インドのキラッキラな学園ドラマ〜映画『スチューデント・オブ・ザ・イヤー 狙え!No.1!!』

■スチューデント・オブ・ザ・イヤー 狙え!No.1!! (監督:カラン・ジョーハル 2012年インド映画)


名門私立高校を舞台に、若者たちが「学園NO.1コンテスト」のトップを目指して競い合い、その中で恋や友情、ライバル同士の火花が燃える!という青春ストーリーです。今年日本で公開されマサラ上映で話題にもなった映画ですね。日本版DVDがリリースされたので観てみました。

舞台となるのは名門私立校・聖テレーザ学園。ここでは毎年、「スチューデント・オブ・ザ・イヤー(SotY)」と呼ばれるその年NO.1の学生を選ぶコンテストが開催されていました。資産家で学園の理事を務める父を持つロハン(ヴァルン・ダワン)はコンテスト優勝の最有力候補でしたが、転校生アビ(シッダールト・マルホトラ)の登場で雲行きが怪しくなります。ロハンはそんなアビを挑発し、最初は険悪な空気が流れますが、いつしか二人には友情が芽生えます。そんなアビにある日、ロハンの恋人シャナヤ(アーリヤー・バット)が近づき、「女たらしのロハンが私だけを見るように協力してほしい」と持ちかけ、引き受けたアビでしたが、そんなやりとりの中、シャナヤとアビは恋に落ち、そしてそれをロハンに知られてしまうのです。

高級車、ブランド品、自家用ジェット、もう「どこのバブルやねん」と思っちゃうほどゴージャス極まりないキラッキラの学園生活が描かれていましたね。インド経済自体は映画公開年の2012年には失速していますが、まあ持ってる人は持ってるってことでしょう。もちろん映画ならでは誇張もあるのでしょうが、こんなキラキラぶりを楽しむのもこの映画の見どころのひとつかもしれませんね。ただしこの物語では皆が皆お金持ちの家庭って訳じゃなくて、富裕層の学生と中流階級層の学生とではっきりと分かれているんですね。主人公であるカップル、ロハンとシャナヤは富裕層ですが、転校生アビは中流階級です。しかしアビ自身も「SotY」を獲得することで得られる特待制度を狙っているんですね。一方ロハンは富裕層のプライドを満足させるためにコンテスト優勝を狙っているのでしょう。

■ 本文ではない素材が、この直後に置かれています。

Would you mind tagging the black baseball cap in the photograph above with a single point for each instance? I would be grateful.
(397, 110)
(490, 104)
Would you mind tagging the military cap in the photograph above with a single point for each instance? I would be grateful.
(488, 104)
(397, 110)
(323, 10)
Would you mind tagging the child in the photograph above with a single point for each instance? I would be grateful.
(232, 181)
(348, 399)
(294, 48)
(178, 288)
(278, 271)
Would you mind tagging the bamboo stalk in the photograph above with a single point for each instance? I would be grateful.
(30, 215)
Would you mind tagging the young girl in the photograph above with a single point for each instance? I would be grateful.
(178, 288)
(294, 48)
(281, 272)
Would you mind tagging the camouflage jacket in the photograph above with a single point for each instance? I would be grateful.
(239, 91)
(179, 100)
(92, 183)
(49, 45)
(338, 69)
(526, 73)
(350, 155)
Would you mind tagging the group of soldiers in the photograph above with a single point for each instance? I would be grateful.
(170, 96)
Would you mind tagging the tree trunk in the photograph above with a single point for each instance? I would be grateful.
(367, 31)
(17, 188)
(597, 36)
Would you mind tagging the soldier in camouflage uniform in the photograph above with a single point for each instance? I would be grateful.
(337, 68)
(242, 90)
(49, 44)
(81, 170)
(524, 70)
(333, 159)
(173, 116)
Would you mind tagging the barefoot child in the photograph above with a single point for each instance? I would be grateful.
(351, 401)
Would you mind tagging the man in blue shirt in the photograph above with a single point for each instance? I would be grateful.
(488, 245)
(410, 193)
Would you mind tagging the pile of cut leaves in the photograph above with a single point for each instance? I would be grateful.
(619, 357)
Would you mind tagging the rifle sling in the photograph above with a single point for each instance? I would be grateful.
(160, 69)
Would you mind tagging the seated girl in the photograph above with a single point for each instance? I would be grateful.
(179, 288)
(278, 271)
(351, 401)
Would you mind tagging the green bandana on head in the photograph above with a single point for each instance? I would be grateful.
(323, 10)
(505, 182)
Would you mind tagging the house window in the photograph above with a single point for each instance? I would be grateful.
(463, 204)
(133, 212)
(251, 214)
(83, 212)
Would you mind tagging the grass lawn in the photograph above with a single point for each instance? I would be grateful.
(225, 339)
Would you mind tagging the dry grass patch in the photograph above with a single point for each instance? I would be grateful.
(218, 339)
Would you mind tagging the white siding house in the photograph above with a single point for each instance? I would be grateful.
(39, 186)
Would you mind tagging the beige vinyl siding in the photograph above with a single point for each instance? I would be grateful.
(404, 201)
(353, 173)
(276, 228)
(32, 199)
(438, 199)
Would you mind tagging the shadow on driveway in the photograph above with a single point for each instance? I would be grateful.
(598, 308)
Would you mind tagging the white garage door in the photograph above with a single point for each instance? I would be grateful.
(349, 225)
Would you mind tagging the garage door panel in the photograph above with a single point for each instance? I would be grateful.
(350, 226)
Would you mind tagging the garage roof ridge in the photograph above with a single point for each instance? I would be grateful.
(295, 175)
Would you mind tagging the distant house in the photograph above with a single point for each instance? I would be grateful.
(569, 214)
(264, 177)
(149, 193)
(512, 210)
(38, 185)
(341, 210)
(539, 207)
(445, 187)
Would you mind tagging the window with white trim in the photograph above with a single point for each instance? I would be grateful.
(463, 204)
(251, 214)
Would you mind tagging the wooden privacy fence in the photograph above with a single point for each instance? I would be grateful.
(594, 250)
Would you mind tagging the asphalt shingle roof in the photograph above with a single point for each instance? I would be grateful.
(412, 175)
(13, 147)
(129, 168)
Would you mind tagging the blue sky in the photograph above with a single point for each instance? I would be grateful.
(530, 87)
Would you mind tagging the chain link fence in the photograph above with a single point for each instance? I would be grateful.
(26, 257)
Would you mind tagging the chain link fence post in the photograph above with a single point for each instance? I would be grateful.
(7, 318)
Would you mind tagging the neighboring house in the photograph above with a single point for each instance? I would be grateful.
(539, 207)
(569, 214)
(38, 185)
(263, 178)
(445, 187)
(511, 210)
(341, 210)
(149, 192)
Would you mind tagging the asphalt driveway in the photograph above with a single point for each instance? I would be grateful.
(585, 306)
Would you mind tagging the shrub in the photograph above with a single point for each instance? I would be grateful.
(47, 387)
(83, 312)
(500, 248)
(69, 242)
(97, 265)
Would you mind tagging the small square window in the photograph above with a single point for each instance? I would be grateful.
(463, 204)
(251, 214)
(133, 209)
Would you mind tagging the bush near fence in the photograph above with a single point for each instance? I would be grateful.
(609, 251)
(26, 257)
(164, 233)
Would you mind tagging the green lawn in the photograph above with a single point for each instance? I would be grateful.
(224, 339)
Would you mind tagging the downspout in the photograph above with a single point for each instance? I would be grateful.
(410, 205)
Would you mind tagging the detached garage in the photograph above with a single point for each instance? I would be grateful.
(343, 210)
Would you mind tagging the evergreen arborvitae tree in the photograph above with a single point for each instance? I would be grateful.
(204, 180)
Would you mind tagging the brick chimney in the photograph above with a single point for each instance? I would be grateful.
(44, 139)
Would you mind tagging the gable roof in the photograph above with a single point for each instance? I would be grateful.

しかしこの映画ではそういった経済格差を描くのが主眼ではありません。また、アビがもともとスポーツ万能であること、そしてアビとロハンに早い段階で友情が芽生えることから、ハリウッドの学園ものによく見られるスクールカーストを描くものでもないんです。主眼となるのはシャナヤを巡るアビとロハンの諍い、そしてあくまでも「SotY」というコンテスト競技そのもののエキサイティングぶりなんですね。そもそもこの競技、クイズ・ダンス・トライアスロンの3つを競うんですが、トライアスロンはまだしも、クイズにダンスって、「なんじゃそりゃ?」って感じですよね。まともに受け取ると相当馬鹿馬鹿しいのですが、夢みたいにバブリーな世界と珍妙な競技を描くこの作品、これはこれでコミック的な展開を目指した青春映画なんだと思えば十分楽しむことができるんですよ。

しかし決してお気楽なだけのオチャラケ物語というわけではなくて、この作品には『きっと、うまくいく』にも通じる競争社会への批判や風刺がきちんと盛り込まれ、ピリリと締めているんですね。さらにヴァルン・ダワン、シッダールト・マルホトラ、アーリヤー・バットというインド映画界では今をときめく3人の若手スターを早い段階から起用し、話題になった作品でもあります。特にアーリヤー・バットのこの映画の後の大活躍ぶりには目を見張るものがありますね。そういった部分の新鮮さも魅力のひとつとなりでしょう。もうなにしろ男優二人がなんだか知らないけど頻繁に裸体を晒し、そのくっきり割れた腹筋を見せつけてくれちゃってるもんですから、一緒に観ていた相方さんが時折瞳孔開いた顔でよだれ垂らしてたぐらいですよ。いやー割れた腹筋ってねェ…生まれてこの方腹筋なんて割ったことのないオレには今後も無理っすよ!